Both men said farming has gotten more difficult as small family farms were overtaken by corporate farming in the 1980s. Oland said he thinks with the coronavirus outbreak and a rapidly changing economy, there may be a shift back to smaller family farms.
“With the way things are and where the economy is going, these small family farms might be a hidden gem in disguise,” Oland said. “I think people may have to go back to having small farms to produce their own food ... My grandfather always taught us to try to be as self-sufficient as possible; grow your own food, raise your own meat and know the source of your food.”

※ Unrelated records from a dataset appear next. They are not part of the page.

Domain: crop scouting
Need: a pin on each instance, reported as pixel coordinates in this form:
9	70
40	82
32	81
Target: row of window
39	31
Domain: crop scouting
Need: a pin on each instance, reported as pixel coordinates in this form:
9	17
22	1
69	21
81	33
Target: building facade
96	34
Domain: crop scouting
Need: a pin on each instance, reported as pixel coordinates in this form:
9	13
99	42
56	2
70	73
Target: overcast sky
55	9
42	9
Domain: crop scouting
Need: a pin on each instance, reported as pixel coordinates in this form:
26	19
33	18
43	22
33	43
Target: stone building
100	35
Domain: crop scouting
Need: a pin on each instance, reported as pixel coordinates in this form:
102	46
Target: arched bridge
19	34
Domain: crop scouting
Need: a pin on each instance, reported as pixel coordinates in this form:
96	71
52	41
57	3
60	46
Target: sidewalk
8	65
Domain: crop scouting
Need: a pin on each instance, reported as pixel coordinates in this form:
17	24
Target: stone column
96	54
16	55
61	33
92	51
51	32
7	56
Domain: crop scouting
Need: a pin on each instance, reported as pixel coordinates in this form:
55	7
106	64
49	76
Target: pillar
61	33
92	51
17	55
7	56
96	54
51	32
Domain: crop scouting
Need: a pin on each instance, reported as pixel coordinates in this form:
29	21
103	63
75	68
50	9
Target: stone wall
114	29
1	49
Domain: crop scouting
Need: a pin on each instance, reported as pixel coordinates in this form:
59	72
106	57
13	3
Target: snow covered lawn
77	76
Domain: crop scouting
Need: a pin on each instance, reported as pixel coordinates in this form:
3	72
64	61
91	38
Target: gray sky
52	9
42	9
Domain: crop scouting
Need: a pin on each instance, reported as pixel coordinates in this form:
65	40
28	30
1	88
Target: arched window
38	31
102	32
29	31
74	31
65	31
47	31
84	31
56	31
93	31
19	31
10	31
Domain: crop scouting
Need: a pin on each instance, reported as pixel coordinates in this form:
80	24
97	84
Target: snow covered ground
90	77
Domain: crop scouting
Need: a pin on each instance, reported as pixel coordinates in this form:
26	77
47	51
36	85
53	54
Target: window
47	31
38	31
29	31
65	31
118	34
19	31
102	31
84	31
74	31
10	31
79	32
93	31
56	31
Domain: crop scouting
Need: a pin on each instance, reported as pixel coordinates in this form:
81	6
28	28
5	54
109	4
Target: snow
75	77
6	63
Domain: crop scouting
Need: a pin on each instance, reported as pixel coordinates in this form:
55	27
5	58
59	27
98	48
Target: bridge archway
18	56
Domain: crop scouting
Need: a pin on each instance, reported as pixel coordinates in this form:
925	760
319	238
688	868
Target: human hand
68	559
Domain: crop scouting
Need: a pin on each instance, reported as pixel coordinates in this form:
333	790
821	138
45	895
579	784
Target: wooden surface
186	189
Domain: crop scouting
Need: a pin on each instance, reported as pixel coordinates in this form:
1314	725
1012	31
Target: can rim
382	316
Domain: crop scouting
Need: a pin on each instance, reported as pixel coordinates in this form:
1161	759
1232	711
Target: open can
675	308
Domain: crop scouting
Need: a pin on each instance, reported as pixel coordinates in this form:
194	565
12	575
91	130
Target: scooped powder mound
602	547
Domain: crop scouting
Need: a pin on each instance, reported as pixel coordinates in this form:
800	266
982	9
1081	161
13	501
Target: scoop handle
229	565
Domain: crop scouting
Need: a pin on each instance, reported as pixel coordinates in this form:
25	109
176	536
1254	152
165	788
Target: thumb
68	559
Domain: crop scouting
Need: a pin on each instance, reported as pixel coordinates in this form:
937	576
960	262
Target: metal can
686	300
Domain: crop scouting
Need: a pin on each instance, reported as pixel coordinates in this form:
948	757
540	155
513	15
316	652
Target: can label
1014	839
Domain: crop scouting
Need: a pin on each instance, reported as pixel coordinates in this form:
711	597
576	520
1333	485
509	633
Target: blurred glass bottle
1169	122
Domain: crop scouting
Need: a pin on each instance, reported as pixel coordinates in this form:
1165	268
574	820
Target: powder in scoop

Today, Fabrello Family Farm is being worked by Oland’s daughter, Tina Bielecki, and her family. Her children are the fifth generation of his family to work on the farm. Oland said becoming a Century Farm with multiple generations of family working and living on the property has always been a goal.
“My grandfather really wanted to live to 100 (years old) He made it to 97, but I got his farm to 100," Oland said.